A Title Much Cooler Than Anything on the Old Site
I spend a lot of money on Kickstarter projects, dmsguild/drivethrurpg products, and on Fantasy Grounds content (I also own Realm Works and Hero Lab, though don't use either of those much... yet), not to mention physical content from stores/amazon/etc. I have no problem spending money on content. However, I draw the line at paying a subscription. Oh well.

I also spend way too much for underused digital tool. I use RealmWorks and HeroLabs heavily, but many a map-making program sit unused on my laptop.

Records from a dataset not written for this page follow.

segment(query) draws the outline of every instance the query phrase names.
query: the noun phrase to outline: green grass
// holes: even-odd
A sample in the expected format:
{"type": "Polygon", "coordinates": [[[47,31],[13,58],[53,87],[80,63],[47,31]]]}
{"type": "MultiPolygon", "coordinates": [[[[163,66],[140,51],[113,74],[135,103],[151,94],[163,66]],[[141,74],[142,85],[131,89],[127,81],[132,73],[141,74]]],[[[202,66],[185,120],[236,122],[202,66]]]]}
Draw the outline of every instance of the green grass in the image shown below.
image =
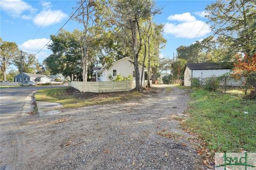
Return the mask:
{"type": "Polygon", "coordinates": [[[0,88],[3,89],[3,88],[13,88],[13,87],[21,87],[20,86],[0,86],[0,88]]]}
{"type": "MultiPolygon", "coordinates": [[[[77,98],[75,96],[67,95],[65,89],[67,87],[41,89],[37,91],[35,97],[37,101],[59,103],[63,107],[56,109],[76,108],[89,105],[116,103],[118,101],[125,101],[131,99],[140,97],[142,94],[136,92],[127,92],[124,94],[117,93],[116,95],[105,97],[96,97],[89,99],[77,98]]],[[[114,93],[113,92],[114,94],[114,93]]]]}
{"type": "Polygon", "coordinates": [[[244,101],[238,96],[202,89],[193,90],[190,96],[191,117],[186,124],[205,138],[209,149],[256,152],[255,100],[244,101]]]}

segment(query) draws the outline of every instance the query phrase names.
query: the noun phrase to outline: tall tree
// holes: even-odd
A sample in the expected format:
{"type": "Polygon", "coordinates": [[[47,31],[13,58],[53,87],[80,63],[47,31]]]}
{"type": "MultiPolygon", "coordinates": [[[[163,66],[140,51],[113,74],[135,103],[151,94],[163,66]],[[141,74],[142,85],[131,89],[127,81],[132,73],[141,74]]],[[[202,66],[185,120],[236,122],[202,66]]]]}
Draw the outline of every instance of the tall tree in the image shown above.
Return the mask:
{"type": "Polygon", "coordinates": [[[82,36],[79,37],[83,81],[87,81],[89,66],[95,61],[95,53],[99,50],[95,41],[102,34],[107,3],[103,0],[80,0],[78,3],[81,7],[74,19],[83,27],[82,36]]]}
{"type": "Polygon", "coordinates": [[[43,63],[51,74],[62,73],[72,80],[82,74],[79,39],[82,35],[78,30],[72,32],[62,30],[58,35],[51,36],[52,43],[48,48],[52,54],[43,63]]]}
{"type": "Polygon", "coordinates": [[[230,49],[252,56],[256,50],[256,1],[218,0],[206,10],[212,30],[230,42],[230,49]]]}
{"type": "Polygon", "coordinates": [[[0,38],[0,66],[4,80],[6,81],[6,70],[13,58],[17,55],[18,46],[15,42],[3,41],[0,38]]]}
{"type": "Polygon", "coordinates": [[[140,73],[139,71],[139,54],[142,45],[142,37],[140,23],[142,20],[152,17],[159,12],[155,7],[151,0],[120,0],[114,2],[113,18],[110,20],[116,27],[122,29],[124,42],[131,48],[132,52],[135,73],[135,87],[140,90],[140,73]]]}
{"type": "MultiPolygon", "coordinates": [[[[21,51],[22,53],[22,70],[25,73],[35,73],[37,72],[37,66],[39,65],[38,61],[34,54],[29,54],[27,52],[21,51]]],[[[13,59],[13,64],[14,65],[20,73],[21,72],[21,64],[20,63],[20,56],[17,55],[13,59]]]]}

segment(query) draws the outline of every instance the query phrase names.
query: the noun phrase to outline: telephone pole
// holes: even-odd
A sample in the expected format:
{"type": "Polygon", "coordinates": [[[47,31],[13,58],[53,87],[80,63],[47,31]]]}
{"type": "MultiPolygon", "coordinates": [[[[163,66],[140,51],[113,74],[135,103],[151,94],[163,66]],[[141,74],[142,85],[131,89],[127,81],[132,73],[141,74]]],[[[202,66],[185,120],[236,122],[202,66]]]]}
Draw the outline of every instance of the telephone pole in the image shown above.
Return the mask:
{"type": "Polygon", "coordinates": [[[173,53],[173,60],[172,61],[172,83],[174,83],[174,53],[173,53]]]}
{"type": "Polygon", "coordinates": [[[22,56],[22,51],[20,51],[20,71],[21,72],[21,85],[23,85],[23,56],[22,56]]]}

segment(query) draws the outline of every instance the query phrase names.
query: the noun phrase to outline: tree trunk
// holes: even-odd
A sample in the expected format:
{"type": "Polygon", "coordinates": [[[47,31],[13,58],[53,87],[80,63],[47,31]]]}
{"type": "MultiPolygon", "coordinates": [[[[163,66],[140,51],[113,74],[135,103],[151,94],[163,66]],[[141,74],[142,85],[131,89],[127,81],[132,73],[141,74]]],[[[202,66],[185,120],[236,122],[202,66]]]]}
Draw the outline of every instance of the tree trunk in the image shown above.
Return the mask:
{"type": "Polygon", "coordinates": [[[137,23],[135,21],[132,21],[132,45],[133,48],[134,62],[135,71],[135,88],[138,91],[140,90],[140,72],[138,66],[138,53],[137,52],[137,23]]]}
{"type": "Polygon", "coordinates": [[[83,81],[87,82],[87,72],[88,67],[88,53],[86,47],[85,47],[84,53],[82,58],[82,67],[83,67],[83,81]]]}
{"type": "Polygon", "coordinates": [[[150,42],[149,36],[148,37],[148,86],[150,86],[150,42]]]}
{"type": "Polygon", "coordinates": [[[5,58],[4,58],[4,62],[3,62],[3,73],[4,73],[4,81],[6,81],[6,61],[5,59],[5,58]]]}
{"type": "Polygon", "coordinates": [[[144,40],[144,57],[143,58],[143,63],[142,63],[142,69],[141,71],[141,79],[140,79],[140,86],[143,87],[144,82],[142,84],[142,80],[143,80],[143,75],[144,74],[144,67],[145,65],[145,60],[146,60],[146,56],[147,55],[147,41],[146,40],[144,40]]]}

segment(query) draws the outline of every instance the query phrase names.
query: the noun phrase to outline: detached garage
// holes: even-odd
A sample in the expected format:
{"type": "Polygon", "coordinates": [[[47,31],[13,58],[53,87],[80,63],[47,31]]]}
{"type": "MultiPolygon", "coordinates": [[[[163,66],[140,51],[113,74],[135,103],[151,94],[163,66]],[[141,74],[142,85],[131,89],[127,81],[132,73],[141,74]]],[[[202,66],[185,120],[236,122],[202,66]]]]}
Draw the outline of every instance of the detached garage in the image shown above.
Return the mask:
{"type": "Polygon", "coordinates": [[[188,63],[184,73],[184,86],[191,86],[193,78],[205,79],[212,75],[220,76],[229,73],[232,67],[221,63],[188,63]]]}

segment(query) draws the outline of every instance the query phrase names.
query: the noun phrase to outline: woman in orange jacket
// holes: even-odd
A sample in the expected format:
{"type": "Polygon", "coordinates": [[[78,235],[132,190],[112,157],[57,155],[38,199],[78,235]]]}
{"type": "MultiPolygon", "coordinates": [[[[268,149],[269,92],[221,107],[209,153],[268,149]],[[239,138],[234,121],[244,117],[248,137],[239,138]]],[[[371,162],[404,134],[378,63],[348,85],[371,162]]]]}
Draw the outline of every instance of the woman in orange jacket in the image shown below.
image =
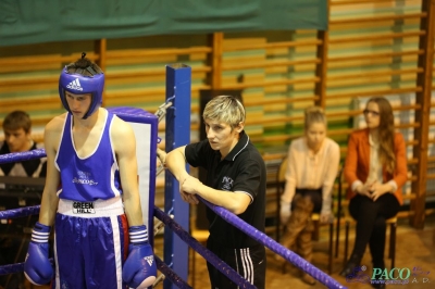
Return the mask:
{"type": "Polygon", "coordinates": [[[408,178],[406,144],[401,134],[395,131],[388,100],[370,99],[363,113],[368,127],[350,135],[344,171],[349,184],[349,212],[357,221],[357,236],[341,276],[351,274],[360,265],[368,243],[373,267],[385,268],[385,221],[399,211],[401,187],[408,178]]]}

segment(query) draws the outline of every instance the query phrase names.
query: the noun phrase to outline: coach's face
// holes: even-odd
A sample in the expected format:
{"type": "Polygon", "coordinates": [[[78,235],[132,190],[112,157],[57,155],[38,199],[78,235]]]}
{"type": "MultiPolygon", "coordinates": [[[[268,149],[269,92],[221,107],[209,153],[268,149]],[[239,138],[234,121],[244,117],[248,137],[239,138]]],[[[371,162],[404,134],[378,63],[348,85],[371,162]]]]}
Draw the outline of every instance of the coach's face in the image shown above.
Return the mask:
{"type": "Polygon", "coordinates": [[[225,158],[231,150],[236,146],[239,134],[243,130],[240,124],[236,128],[232,129],[227,123],[221,123],[217,121],[206,120],[206,134],[207,139],[211,148],[215,151],[220,151],[222,159],[225,158]]]}

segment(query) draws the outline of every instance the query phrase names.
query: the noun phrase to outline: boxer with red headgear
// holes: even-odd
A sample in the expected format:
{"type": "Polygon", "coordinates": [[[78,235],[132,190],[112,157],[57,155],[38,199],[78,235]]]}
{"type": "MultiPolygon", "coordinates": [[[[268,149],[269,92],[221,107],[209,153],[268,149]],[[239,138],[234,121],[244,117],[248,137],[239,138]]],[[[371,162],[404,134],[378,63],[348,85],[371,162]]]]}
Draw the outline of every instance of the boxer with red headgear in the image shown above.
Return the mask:
{"type": "Polygon", "coordinates": [[[146,288],[157,268],[141,214],[135,135],[101,108],[104,74],[85,55],[62,70],[59,93],[67,112],[45,129],[47,180],[25,274],[36,285],[52,280],[54,225],[55,288],[146,288]]]}

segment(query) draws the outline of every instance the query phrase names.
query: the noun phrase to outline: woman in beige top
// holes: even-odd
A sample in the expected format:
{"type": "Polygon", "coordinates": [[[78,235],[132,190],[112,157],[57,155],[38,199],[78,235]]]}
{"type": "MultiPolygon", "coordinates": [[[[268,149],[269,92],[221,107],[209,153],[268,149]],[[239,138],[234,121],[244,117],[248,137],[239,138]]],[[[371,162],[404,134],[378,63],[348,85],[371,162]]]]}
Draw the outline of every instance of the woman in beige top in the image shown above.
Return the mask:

Actually, I don't mind a digital subscription at all in the right circumstances. If instead of paying hundreds up front to get all the content up front, I would rather pay a reasonable monthly fee. But it will also need to include cloud-based backup (buy still be able to run off-line), automatic software and content updates, and enough content to make the fee worth it.
 

ddaley

Explorer
First, I don't like having a regular monthly expense for something that I am not going to use consistently. Second, I don't like the feeling that I will lose all of my content once I "unsubscribe." I would rather pay more upfront, not have my data stored in the cloud, and have my application and data permanently...

I also spend way too much for underused digital tool. I use RealmWorks and HeroLabs heavily, but many a map-making program sit unused on my laptop.

Actually, I don't mind a digital subscription at all in the right circumstances. If instead of paying hundreds up front to get all the content up front, I would rather pay a reasonable monthly fee. But it will also need to include cloud-based backup (buy still be able to run off-line), automatic software and content updates, and enough content to make the fee worth it.
 

Morrus

Well, that was fun
Staff member
First, I don't like having a regular monthly expense for something that I am not going to use consistently. Second, I don't like the feeling that I will lose all of my content once I "unsubscribe." I would rather pay more upfront, not have my data stored in the cloud, and have my application and data permanently...

That reminds me I need to get back to the gym and cancel Spotify.